1. Is it possible to modify gdb to support architectures with multiple
memory spaces in a "user friendly" way (where "user friendly" is
something like what David Taylor described in
http://sources.redhat.com/ml/gdb/2001-02/msg00090.html)? So far my
impression is yes.


Yes --- with the understanding that it's restricted to just distinct
code and data spaces at the moment --- you can say:

  x/i (@code char *) 0x1234
  x/i (@data char *) 0x1234

and it'll do the right thing, if you define the ADDRESS_TO_POINTER and
POINTER_TO_ADDRESS methods appropriately.

(Hey, this isn't in the GDB manual anywhere!)

But you've actually got a case where this needs to be extended to
support an arbitrary set of architecture-defined spaces, which the
current code does not support.  If I recall correctly, this was
discussed when the current @code and @data support went in, but it was
left as a future extension, since we didn't know of any architectures
that actually wanted it.  Now we do.

Yep.
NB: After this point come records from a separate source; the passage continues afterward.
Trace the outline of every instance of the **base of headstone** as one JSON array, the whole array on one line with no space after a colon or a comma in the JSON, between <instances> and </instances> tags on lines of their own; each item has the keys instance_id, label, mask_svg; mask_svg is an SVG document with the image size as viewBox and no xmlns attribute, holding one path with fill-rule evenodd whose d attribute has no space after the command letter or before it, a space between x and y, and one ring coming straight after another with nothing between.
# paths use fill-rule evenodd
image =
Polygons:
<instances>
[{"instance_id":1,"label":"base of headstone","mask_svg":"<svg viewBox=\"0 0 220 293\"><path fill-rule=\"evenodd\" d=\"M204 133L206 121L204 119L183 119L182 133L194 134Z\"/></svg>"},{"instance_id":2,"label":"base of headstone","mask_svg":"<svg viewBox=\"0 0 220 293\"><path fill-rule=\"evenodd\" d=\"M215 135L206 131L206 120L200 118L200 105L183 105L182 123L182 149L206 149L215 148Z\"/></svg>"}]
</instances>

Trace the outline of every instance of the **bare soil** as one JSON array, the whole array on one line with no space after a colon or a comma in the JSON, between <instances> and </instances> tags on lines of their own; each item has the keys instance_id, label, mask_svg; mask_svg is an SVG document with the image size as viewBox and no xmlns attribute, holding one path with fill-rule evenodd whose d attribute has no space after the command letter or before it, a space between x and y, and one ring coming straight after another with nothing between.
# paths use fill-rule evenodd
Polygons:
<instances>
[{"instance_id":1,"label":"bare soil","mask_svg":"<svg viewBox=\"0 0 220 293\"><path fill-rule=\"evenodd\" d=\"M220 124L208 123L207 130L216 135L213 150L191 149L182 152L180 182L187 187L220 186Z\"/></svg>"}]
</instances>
The original patch was integrated with the understanding that the hard-wired "code" and "data" namespaces would eventually be replaced with a generic address space naming mechanism (ex, 86 and @code @data @stack and @io).


For a broad idea of how it can be implemented, look at reggroups (and maint print register-groups). It lets an architecture define an arbitrary number of register groupings.